I'm feeling ok today. A little low on energy, but nothing too dramatic. Luckily, the last couple weeks I've cut down my green tea intake to a single cup in the morning, so there isn't much caffeine withdrawl to suffer through. Last night around 9 p.m. I almost caved and ate a waffle (nights have always been my snacking weakness), but I knew I'd feel like a loser afterward, so I drank my tea and went to sleep instead.
For those of you wondering what the Master Cleanse entails, here are the dirty deets:
- Night before first fast day: drink laxative tea before going to bed
Fast days 1-10:
- Morning - Mix 2 teaspoons of unrefined sea salt into 1 quart of warm water. Drink. Stay near a bathroom for the next hour.

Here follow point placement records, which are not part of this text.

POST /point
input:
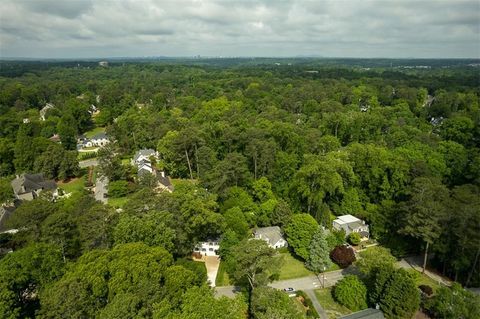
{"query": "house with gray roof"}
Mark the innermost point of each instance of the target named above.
(44, 110)
(272, 235)
(29, 186)
(352, 224)
(145, 155)
(99, 140)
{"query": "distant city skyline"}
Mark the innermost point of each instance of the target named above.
(148, 28)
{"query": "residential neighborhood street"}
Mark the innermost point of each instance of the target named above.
(311, 283)
(88, 163)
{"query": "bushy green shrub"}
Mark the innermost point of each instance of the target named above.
(351, 293)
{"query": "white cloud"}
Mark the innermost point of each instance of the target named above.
(80, 28)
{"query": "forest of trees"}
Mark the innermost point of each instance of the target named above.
(254, 145)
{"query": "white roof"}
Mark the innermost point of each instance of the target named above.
(346, 219)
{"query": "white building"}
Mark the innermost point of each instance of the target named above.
(98, 140)
(145, 155)
(208, 248)
(352, 224)
(272, 235)
(44, 110)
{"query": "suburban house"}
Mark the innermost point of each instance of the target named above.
(272, 235)
(99, 140)
(368, 313)
(208, 248)
(93, 110)
(55, 138)
(44, 110)
(29, 186)
(143, 161)
(352, 224)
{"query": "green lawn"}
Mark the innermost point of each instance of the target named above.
(94, 132)
(117, 202)
(222, 276)
(75, 185)
(291, 267)
(332, 308)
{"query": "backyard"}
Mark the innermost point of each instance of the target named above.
(74, 185)
(93, 132)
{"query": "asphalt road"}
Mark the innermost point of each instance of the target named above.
(303, 283)
(88, 163)
(101, 189)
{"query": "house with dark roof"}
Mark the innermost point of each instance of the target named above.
(365, 314)
(145, 155)
(352, 224)
(272, 235)
(29, 186)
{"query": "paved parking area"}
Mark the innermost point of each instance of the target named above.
(212, 263)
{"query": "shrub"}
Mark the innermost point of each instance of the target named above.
(395, 292)
(454, 302)
(118, 189)
(343, 256)
(351, 293)
(427, 290)
(307, 302)
(354, 239)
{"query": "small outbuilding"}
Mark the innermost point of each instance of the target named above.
(272, 235)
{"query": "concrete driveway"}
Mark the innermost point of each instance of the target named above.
(101, 189)
(212, 263)
(88, 163)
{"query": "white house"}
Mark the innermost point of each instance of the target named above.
(208, 247)
(352, 224)
(44, 110)
(272, 235)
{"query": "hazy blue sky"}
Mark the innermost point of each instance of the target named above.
(103, 28)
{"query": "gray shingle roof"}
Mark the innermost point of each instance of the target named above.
(272, 234)
(27, 183)
(145, 152)
(100, 136)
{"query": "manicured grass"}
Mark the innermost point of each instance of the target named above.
(332, 308)
(197, 267)
(117, 202)
(291, 267)
(94, 132)
(74, 185)
(222, 276)
(422, 279)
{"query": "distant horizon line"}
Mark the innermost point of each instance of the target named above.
(199, 57)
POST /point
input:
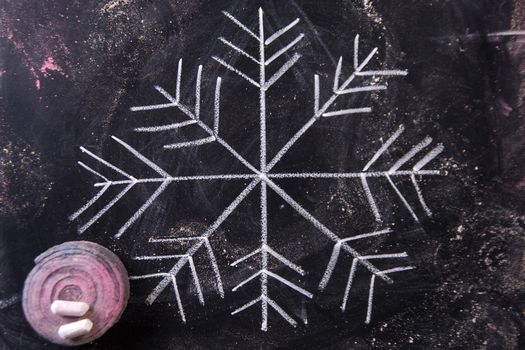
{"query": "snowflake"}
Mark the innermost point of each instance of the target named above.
(262, 178)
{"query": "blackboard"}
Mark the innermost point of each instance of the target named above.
(405, 165)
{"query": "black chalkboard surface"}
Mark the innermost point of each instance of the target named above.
(273, 174)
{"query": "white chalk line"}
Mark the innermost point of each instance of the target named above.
(247, 305)
(355, 175)
(165, 127)
(276, 277)
(508, 33)
(322, 228)
(152, 107)
(106, 163)
(330, 101)
(337, 249)
(180, 178)
(198, 93)
(177, 297)
(209, 131)
(316, 116)
(196, 279)
(337, 74)
(262, 99)
(198, 142)
(383, 73)
(280, 32)
(178, 82)
(240, 25)
(216, 106)
(349, 282)
(316, 94)
(361, 89)
(347, 111)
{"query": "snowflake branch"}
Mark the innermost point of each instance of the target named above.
(337, 91)
(200, 241)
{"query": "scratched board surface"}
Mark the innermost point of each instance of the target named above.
(273, 174)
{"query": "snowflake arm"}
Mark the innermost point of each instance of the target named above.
(337, 90)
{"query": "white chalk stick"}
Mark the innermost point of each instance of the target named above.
(69, 308)
(75, 329)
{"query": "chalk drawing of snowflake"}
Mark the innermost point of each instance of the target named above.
(262, 178)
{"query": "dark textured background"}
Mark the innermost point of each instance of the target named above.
(70, 70)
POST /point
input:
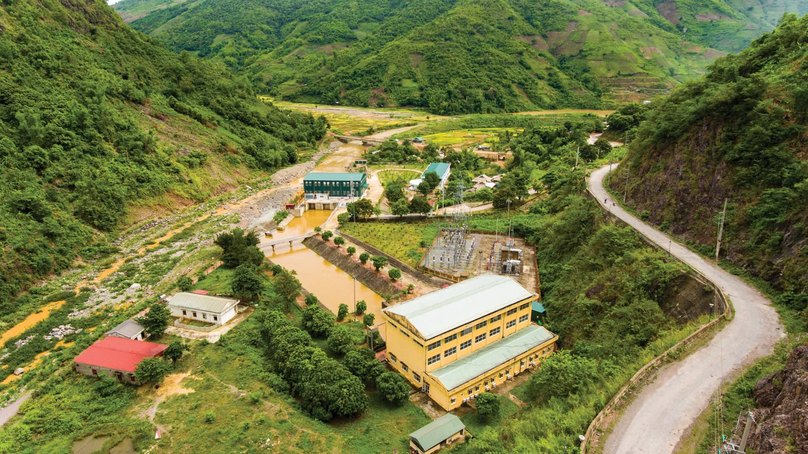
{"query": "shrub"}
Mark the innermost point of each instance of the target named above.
(342, 312)
(368, 319)
(185, 283)
(340, 340)
(393, 388)
(488, 406)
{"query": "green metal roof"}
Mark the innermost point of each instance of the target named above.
(205, 303)
(438, 167)
(446, 309)
(333, 176)
(432, 434)
(491, 356)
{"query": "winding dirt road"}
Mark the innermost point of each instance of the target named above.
(662, 412)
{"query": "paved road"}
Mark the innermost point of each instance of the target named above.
(662, 412)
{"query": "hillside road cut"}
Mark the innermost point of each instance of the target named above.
(680, 391)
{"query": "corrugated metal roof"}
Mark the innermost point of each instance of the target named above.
(129, 329)
(438, 167)
(205, 303)
(448, 308)
(491, 356)
(333, 176)
(119, 354)
(432, 434)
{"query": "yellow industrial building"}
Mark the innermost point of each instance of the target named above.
(465, 339)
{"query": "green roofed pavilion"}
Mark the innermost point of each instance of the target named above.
(440, 430)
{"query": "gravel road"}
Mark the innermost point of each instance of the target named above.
(664, 409)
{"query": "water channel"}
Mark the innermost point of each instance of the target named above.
(331, 285)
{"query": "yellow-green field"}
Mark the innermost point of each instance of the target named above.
(386, 176)
(400, 240)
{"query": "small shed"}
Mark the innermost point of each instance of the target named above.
(538, 312)
(437, 434)
(129, 329)
(211, 309)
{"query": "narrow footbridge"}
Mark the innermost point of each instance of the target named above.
(290, 240)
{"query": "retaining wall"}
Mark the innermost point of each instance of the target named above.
(369, 278)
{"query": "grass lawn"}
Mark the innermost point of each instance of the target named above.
(400, 240)
(386, 176)
(475, 424)
(229, 387)
(216, 282)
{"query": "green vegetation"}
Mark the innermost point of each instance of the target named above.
(404, 241)
(458, 56)
(114, 128)
(741, 127)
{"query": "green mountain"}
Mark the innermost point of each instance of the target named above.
(739, 133)
(458, 56)
(101, 126)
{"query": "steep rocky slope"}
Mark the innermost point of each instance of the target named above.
(100, 124)
(738, 134)
(781, 419)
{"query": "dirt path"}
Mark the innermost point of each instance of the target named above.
(664, 410)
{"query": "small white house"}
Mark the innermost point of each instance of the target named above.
(211, 309)
(129, 329)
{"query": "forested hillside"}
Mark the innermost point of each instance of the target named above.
(458, 56)
(98, 120)
(739, 133)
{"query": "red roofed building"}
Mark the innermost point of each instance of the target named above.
(116, 357)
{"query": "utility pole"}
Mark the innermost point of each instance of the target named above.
(721, 230)
(625, 193)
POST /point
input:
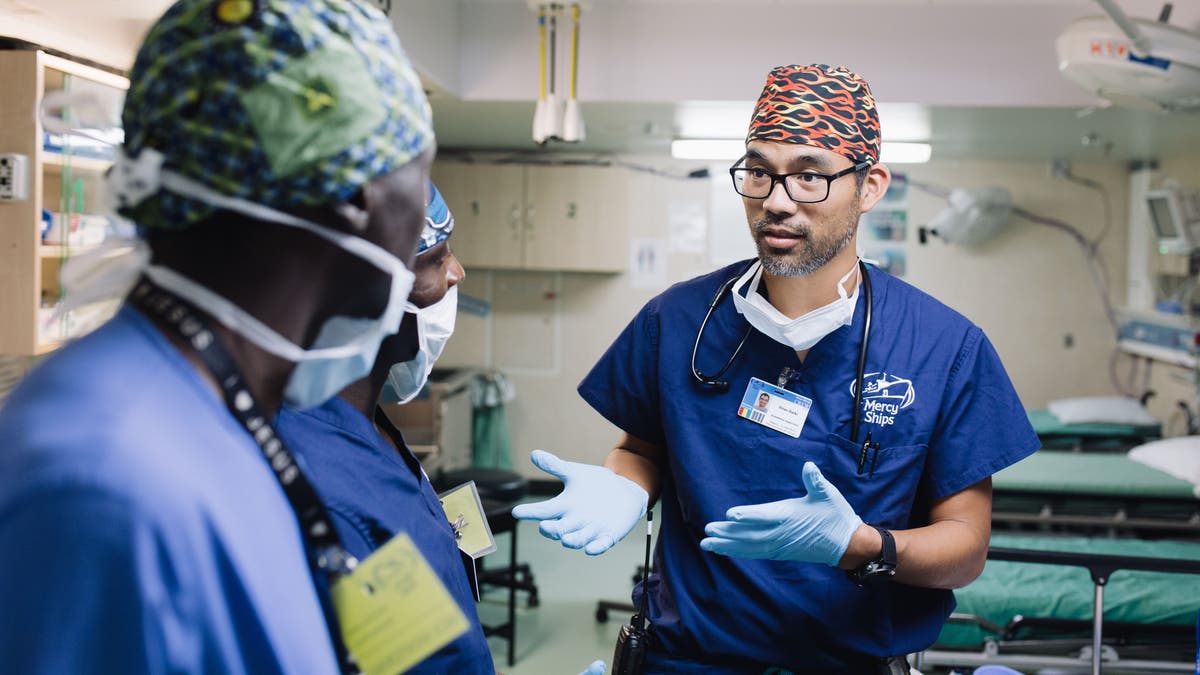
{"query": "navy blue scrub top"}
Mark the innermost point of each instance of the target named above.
(936, 399)
(373, 491)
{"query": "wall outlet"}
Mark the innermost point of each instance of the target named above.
(1060, 168)
(13, 178)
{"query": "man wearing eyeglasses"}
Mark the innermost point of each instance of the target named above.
(826, 533)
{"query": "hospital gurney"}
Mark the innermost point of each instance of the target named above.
(1075, 603)
(1087, 494)
(1091, 436)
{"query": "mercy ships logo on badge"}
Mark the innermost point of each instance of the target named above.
(883, 396)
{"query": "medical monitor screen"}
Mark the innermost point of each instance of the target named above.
(1163, 217)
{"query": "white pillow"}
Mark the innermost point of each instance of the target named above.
(1104, 410)
(1176, 457)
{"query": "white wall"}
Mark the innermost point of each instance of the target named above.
(1027, 290)
(429, 30)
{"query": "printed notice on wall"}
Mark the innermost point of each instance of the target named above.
(687, 227)
(648, 263)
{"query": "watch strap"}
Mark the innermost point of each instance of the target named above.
(882, 566)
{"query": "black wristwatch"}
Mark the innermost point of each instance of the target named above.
(883, 567)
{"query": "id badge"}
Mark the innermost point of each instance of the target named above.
(774, 407)
(394, 610)
(466, 515)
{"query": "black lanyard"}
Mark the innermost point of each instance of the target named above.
(325, 551)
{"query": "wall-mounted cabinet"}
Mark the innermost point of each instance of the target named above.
(539, 217)
(60, 214)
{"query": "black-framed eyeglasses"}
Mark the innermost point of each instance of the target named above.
(804, 187)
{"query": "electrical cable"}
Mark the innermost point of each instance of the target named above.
(1095, 264)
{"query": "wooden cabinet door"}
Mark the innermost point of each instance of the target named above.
(487, 207)
(549, 211)
(600, 237)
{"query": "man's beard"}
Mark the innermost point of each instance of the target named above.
(811, 251)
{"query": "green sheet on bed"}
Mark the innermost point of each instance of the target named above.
(1083, 473)
(1047, 424)
(1008, 589)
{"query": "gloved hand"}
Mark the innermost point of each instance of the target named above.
(595, 509)
(815, 527)
(597, 668)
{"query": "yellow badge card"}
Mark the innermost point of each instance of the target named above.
(466, 515)
(394, 609)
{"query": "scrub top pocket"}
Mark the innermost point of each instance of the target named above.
(885, 490)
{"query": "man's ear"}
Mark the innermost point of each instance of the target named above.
(875, 185)
(353, 215)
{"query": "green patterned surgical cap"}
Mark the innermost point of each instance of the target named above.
(280, 102)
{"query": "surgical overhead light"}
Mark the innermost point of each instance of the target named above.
(973, 216)
(553, 118)
(1135, 63)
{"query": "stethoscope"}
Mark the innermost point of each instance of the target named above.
(721, 386)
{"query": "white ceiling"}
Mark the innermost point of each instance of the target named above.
(982, 73)
(955, 132)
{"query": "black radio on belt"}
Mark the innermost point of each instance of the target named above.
(634, 638)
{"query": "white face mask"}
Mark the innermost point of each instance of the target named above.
(346, 347)
(435, 324)
(801, 333)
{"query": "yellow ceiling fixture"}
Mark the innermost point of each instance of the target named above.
(555, 119)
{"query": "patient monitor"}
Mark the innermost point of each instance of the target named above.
(1175, 215)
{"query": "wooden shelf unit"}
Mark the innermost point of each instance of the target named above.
(28, 268)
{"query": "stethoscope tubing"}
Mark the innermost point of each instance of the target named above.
(721, 386)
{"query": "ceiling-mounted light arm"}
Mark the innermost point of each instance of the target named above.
(1140, 42)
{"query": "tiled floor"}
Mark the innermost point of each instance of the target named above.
(562, 635)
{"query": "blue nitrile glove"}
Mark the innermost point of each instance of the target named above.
(597, 668)
(815, 527)
(595, 509)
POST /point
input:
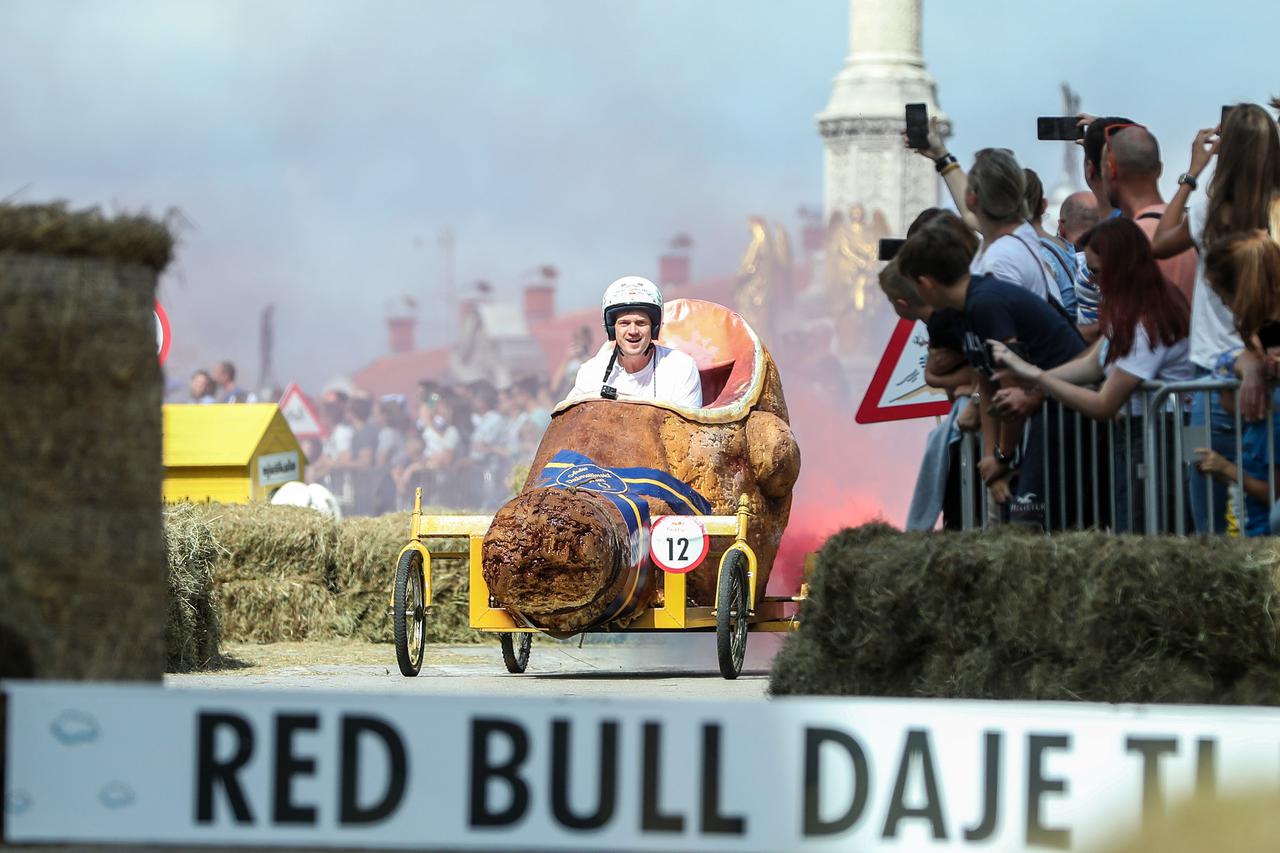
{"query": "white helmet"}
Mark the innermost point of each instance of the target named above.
(635, 293)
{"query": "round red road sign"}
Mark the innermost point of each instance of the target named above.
(677, 543)
(163, 334)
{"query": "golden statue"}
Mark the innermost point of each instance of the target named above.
(764, 274)
(851, 258)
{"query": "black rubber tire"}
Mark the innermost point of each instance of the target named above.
(732, 615)
(408, 614)
(515, 651)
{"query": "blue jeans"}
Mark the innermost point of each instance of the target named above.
(1223, 441)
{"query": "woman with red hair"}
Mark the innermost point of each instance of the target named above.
(1144, 323)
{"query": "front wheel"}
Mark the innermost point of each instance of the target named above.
(515, 651)
(408, 611)
(731, 615)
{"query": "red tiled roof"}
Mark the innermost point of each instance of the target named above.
(400, 374)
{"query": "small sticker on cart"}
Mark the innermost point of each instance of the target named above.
(677, 543)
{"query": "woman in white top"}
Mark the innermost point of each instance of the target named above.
(1240, 196)
(1144, 324)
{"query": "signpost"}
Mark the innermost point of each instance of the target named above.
(897, 389)
(301, 414)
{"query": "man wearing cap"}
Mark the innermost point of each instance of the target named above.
(634, 366)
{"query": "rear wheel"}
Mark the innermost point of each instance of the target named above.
(731, 615)
(515, 651)
(408, 611)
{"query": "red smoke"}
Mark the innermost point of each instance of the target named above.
(849, 474)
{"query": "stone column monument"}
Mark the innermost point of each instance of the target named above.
(862, 127)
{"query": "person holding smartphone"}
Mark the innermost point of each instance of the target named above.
(1242, 195)
(937, 260)
(1144, 323)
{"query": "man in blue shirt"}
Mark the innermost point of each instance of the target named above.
(937, 260)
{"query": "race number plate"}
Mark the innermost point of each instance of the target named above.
(677, 543)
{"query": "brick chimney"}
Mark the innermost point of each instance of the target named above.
(401, 334)
(539, 301)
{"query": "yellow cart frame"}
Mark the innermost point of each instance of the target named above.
(771, 614)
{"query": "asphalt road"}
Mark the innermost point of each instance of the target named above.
(652, 666)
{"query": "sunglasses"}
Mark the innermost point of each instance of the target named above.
(1112, 128)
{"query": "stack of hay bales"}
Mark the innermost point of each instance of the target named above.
(293, 574)
(192, 630)
(273, 582)
(82, 561)
(1009, 615)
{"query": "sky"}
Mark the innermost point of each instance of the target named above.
(316, 150)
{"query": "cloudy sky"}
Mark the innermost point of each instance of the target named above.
(318, 149)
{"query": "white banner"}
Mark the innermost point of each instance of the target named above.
(119, 763)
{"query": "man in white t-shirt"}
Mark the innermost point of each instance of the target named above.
(634, 366)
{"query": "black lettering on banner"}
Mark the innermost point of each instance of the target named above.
(483, 770)
(917, 744)
(350, 811)
(713, 821)
(608, 776)
(1206, 767)
(211, 770)
(289, 765)
(650, 819)
(1152, 790)
(992, 748)
(813, 740)
(1038, 785)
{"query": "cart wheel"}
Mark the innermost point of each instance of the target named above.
(515, 651)
(410, 614)
(732, 615)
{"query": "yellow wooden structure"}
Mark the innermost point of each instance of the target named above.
(229, 452)
(411, 594)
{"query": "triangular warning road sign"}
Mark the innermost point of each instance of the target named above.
(897, 391)
(301, 414)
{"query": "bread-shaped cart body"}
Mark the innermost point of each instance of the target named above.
(570, 552)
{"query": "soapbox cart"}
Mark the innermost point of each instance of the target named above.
(731, 619)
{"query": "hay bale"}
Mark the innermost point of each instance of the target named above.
(53, 229)
(275, 552)
(365, 571)
(274, 610)
(365, 552)
(1009, 615)
(263, 541)
(192, 630)
(82, 562)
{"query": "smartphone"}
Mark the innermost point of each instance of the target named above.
(1065, 128)
(1193, 437)
(1269, 336)
(918, 126)
(890, 246)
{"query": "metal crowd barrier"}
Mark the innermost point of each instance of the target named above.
(1093, 489)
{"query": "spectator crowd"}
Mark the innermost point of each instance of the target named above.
(1046, 342)
(464, 445)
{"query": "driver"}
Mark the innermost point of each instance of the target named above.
(635, 368)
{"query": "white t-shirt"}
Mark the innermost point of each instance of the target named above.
(1016, 259)
(1150, 364)
(671, 377)
(1212, 324)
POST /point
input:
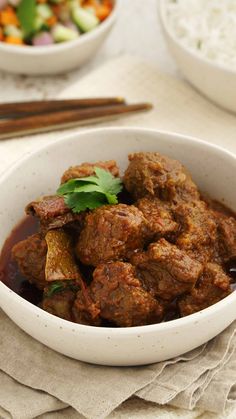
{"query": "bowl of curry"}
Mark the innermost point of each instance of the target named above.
(128, 244)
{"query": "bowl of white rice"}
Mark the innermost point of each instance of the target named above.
(201, 35)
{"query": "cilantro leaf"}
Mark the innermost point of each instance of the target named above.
(81, 201)
(58, 286)
(70, 186)
(108, 182)
(26, 13)
(91, 192)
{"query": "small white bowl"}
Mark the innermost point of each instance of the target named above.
(58, 58)
(215, 81)
(39, 173)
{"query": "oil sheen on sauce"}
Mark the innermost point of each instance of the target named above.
(9, 273)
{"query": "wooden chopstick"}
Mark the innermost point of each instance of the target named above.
(66, 119)
(44, 106)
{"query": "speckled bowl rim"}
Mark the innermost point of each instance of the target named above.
(50, 49)
(65, 324)
(189, 51)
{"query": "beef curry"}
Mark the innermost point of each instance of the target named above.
(161, 252)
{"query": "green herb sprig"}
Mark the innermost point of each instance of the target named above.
(91, 192)
(26, 13)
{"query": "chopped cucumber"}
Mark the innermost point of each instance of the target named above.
(11, 30)
(38, 23)
(61, 33)
(85, 20)
(44, 11)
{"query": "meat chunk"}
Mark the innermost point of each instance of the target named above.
(165, 271)
(53, 213)
(198, 230)
(87, 169)
(48, 207)
(30, 255)
(60, 304)
(157, 175)
(110, 233)
(227, 238)
(85, 310)
(212, 286)
(60, 261)
(159, 217)
(120, 297)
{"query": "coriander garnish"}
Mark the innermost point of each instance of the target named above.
(91, 192)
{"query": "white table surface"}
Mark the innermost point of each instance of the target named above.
(136, 32)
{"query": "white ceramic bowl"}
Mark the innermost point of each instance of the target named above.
(58, 58)
(39, 174)
(215, 81)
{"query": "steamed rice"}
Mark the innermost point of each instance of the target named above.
(206, 26)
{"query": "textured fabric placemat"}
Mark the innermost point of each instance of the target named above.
(206, 377)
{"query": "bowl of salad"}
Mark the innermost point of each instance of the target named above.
(40, 37)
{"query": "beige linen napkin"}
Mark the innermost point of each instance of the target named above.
(34, 379)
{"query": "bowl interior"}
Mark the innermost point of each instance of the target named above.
(49, 49)
(39, 174)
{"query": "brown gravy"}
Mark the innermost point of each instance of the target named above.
(10, 275)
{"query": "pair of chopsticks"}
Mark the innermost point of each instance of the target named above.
(24, 118)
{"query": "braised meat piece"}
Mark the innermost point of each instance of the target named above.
(87, 169)
(159, 217)
(60, 304)
(30, 255)
(60, 261)
(198, 230)
(166, 271)
(120, 297)
(212, 286)
(227, 238)
(110, 233)
(53, 213)
(157, 175)
(85, 310)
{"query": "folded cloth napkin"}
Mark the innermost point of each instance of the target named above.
(34, 380)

- Throughout the day - Drink "lemonade" cocktail comprised of 16 oz filtered water, 2 tablespoons grade B maple syrup, 2 tablespoons fresh squeezed lemon juice, and a pinch of two of cayenne pepper. You can drink as many of these as you want, but making it is kind of a hassle, so I prefer to make two servings at a time.
- Night - laxative tea before bed.
That's all. Talk about saving money on food.
The salt water flush is mildly unpleasant to drink, so I've been chugging it down as quickly as possible, just to get it over with. I've read on the internet that people have the hardest time with this part of the fast. I don't blame them - it's like swallowing a quart of seawater. Still, doable. But I'm not kidding about staying near the bathroom.
The lemonade itself is actually yummy, and the cayenne pepper gives it a spicy kick. I'm supposed to drink at least 6 servings of the stuff throughout the day, along with lots of water. I had 8 yesterday, and only stopped there because I ran out of lemons.
Note to self: buy more lemons.
I miss eating, though, and it goes deeper than hunger pangs. I miss rich tastes and textures. I miss my friends that I'm avoiding because I don't want to be tempted by sushi or red wine. I miss treating myself to a handful of chocolate chips after vacuuming the house. I miss TV, which I've turned off to spare myself from food commercials. I miss watching butter fry on an iron skillet. I know this is all heavily psychological, but being without food is depressing.
Then again, it's just my second day. It's not like I have to say goodbye to food forever. I'm going to eat nachos again, and they're going to taste as good as I remember them. I've heard the first few days on the Master Cleanse are the hardest, which is why I chose to take advantage of the three-day weekend and not have to watch my co-workers slobbering over their super baby burritos and tuna melts. Come Tuesday, I hope the temptation to eat has waned considerably, otherwise I fear I might hurt someone.